According to the rule, inspectors have access to recordings whenever they visit during operating hours or the facility has children present, although no legal instrument defines how long centers archive these. Inspectors may show up without provocation.
Critics think video lacks context, especially without sound, and that government does not have the right under existing law to meddle in the private affairs of providers. Supporters, including BESE, say the data could reveal insights into reckless if not dangerous behavior impacting children. Because of the argument, state Sen. Beth Mizell has asked for an attorney general’s opinion of whether the regulation overreaches.
Accordingly, the issue begs for statute to address it. As camera setups can cost quite a bit, lawmakers should not mandate that these businesses have those; marketplace considerations such as whether the network would attract business from parents wishing to check in on their children should reign. However, if a provider chooses to have cameras, then a law specifying that these must archive for a week seems appropriate.
Further, inspectors should have access to these only when a valid complaint has come from parents, guardians, or employees about allegedly illegal behavior occurring on the premises, and not as a result of fishing expeditions. And the idea that the feeds, especially only video, could prove misleading places too little faith in investigators, or judges and juries, with their abilities to weigh that evidence relative to other information in evaluating a complaint.

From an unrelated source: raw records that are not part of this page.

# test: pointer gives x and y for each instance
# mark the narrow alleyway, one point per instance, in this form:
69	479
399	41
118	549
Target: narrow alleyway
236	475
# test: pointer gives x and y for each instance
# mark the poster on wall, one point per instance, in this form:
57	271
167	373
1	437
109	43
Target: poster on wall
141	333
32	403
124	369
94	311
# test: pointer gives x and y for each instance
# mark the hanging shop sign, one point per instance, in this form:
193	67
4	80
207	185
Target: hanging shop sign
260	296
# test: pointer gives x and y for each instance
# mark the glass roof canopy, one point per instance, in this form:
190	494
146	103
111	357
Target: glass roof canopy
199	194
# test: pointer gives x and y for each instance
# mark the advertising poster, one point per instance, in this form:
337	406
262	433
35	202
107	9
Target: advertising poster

Thus, the Legislature needs to step in and provide this framework on which BESE then may modify the rule. If operators don’t like it, they simply do not have to have cameras in their facilities.
This issue needs a proper balancing of looking out for the welfare of children and property rights. If providers choose a camera option, they surrender rights of privacy to an appropriately limited degree. Any arrangement that reasonably accommodates privacy rights which boosts the safety of children policy-makers must pursue.